Researchers from the University of Western Ontario are currently studying nobiletin, a molecule in tangerines and sweet oranges that has shown to reduce obesity in mice and reverse the related side effects. Why the molecule has the effect it does is still unknown. Take a moment to learn what the study authors do know as part of your commitment to diet changes with Phentermine 37.5mg. The research was published in the Journal of Lipid Research.
Lowers Blood Fat & Insulin Resistance
Mice given nobiletin were leaner and had less blood fat as well as reduced insulin resistance compared to rodents fed a high-cholesterol, high-fat diet.
"We went on to show that we can also intervene with nobiletin," said Murray Huff, PhD, a Professor at Western's Schulich School of Medicine & Dentistry. Dr. Huff has been studying nobiletin's effects for over 10 years. "We've shown that in mice that already have all the negative symptoms of obesity, we can use nobelitin to reverse those symptoms, and even start to regress plaque build-up in the arteries, known as atherosclerosis."
Pathways That Regulate Fat Activity?
While Huff and his team are still uncertain why nobiletin works against obesity, current theories include the molecule working on a pathway that oversees fat activities in the body. The pathway is called AMP Kinase and helps the body burn fat as energy while also blocking fat production. Yet the effects of the molecule were the same in mice that had this pathway removed.
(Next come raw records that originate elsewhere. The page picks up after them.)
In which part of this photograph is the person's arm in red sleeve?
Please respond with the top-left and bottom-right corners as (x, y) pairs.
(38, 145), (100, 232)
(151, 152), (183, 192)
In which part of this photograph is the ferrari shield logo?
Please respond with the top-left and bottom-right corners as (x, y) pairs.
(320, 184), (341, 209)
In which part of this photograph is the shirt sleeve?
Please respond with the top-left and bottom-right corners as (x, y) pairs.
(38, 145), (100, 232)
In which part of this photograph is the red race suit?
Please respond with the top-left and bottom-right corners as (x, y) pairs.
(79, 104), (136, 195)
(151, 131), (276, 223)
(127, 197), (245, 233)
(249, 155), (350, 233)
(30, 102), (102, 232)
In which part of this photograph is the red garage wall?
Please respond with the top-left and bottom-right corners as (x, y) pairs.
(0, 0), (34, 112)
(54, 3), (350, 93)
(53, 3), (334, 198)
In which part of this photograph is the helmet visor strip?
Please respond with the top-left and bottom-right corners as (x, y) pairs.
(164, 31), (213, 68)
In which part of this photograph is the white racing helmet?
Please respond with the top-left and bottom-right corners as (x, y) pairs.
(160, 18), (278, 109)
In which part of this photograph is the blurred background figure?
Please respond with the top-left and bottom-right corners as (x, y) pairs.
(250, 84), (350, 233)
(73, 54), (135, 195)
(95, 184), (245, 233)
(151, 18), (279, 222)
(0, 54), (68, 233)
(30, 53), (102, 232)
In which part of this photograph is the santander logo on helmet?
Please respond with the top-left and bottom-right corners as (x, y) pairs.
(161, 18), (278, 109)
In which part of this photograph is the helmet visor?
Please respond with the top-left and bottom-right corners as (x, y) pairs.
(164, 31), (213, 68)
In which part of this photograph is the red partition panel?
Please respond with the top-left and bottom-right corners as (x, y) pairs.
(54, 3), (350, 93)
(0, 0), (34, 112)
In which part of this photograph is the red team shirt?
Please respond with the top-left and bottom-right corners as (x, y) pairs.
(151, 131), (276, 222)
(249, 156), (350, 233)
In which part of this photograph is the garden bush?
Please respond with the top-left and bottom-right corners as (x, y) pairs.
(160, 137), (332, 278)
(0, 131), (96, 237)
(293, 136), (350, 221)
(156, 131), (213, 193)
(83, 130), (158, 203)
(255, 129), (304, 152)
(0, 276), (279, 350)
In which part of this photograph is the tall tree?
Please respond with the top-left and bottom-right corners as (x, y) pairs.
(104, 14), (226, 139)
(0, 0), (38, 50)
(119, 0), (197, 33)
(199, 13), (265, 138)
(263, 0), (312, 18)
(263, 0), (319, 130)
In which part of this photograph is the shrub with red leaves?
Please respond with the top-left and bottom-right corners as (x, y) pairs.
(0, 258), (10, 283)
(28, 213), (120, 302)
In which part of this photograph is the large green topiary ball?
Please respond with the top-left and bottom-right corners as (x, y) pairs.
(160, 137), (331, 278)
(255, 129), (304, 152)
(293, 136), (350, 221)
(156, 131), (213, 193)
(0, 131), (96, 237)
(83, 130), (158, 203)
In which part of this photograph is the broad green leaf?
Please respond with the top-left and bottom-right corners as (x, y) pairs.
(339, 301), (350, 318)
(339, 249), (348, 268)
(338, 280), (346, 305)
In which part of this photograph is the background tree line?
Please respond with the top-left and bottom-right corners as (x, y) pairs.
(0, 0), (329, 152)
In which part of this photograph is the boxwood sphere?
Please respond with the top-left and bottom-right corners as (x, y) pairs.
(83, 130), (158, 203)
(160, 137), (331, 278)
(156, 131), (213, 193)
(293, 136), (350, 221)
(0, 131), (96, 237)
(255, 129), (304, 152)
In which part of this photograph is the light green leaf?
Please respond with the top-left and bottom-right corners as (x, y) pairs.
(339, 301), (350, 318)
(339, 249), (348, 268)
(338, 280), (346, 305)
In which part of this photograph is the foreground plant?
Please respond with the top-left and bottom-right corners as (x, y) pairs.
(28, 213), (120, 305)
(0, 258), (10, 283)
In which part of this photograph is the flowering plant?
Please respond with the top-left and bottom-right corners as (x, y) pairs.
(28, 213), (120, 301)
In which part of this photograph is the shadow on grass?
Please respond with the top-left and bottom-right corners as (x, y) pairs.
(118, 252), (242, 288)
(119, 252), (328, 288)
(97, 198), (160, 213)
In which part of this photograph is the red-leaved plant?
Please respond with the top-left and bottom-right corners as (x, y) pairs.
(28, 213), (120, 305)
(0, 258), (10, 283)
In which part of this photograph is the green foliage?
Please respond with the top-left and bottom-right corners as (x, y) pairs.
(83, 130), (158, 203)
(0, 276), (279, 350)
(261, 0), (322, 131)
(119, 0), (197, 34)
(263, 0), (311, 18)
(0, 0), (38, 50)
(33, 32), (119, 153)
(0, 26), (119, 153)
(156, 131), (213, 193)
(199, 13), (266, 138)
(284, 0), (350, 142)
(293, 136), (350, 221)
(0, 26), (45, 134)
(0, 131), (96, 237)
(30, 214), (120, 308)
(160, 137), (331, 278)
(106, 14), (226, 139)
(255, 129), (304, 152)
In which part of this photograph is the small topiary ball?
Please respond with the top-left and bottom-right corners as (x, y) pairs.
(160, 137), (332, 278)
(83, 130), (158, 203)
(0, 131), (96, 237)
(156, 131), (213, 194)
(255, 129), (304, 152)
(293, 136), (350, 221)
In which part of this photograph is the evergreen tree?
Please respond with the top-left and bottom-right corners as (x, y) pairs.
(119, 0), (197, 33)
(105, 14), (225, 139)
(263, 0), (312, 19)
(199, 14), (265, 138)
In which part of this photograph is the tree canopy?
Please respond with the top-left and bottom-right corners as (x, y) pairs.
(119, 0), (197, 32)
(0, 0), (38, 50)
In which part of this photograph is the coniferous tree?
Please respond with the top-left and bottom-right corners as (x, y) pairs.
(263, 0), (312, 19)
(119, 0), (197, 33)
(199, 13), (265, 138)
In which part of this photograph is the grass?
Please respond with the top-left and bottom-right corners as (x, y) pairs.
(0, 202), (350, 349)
"This result told us that nobiletin is not acting on AMP Kinase, and is bypassing this major regulator of how fat is used in the body," said Huff. "What it still leaves us with is the question -- how is nobiletin doing this?"
Huff says the next step is to test the effects of nobiletin on humans.
"Obesity and its resulting metabolic syndromes are a huge burden to our health care system, and we have very few interventions that have been shown to work effectively," said Huff. "We need to continue this emphasis on the discovery of new therapeutics."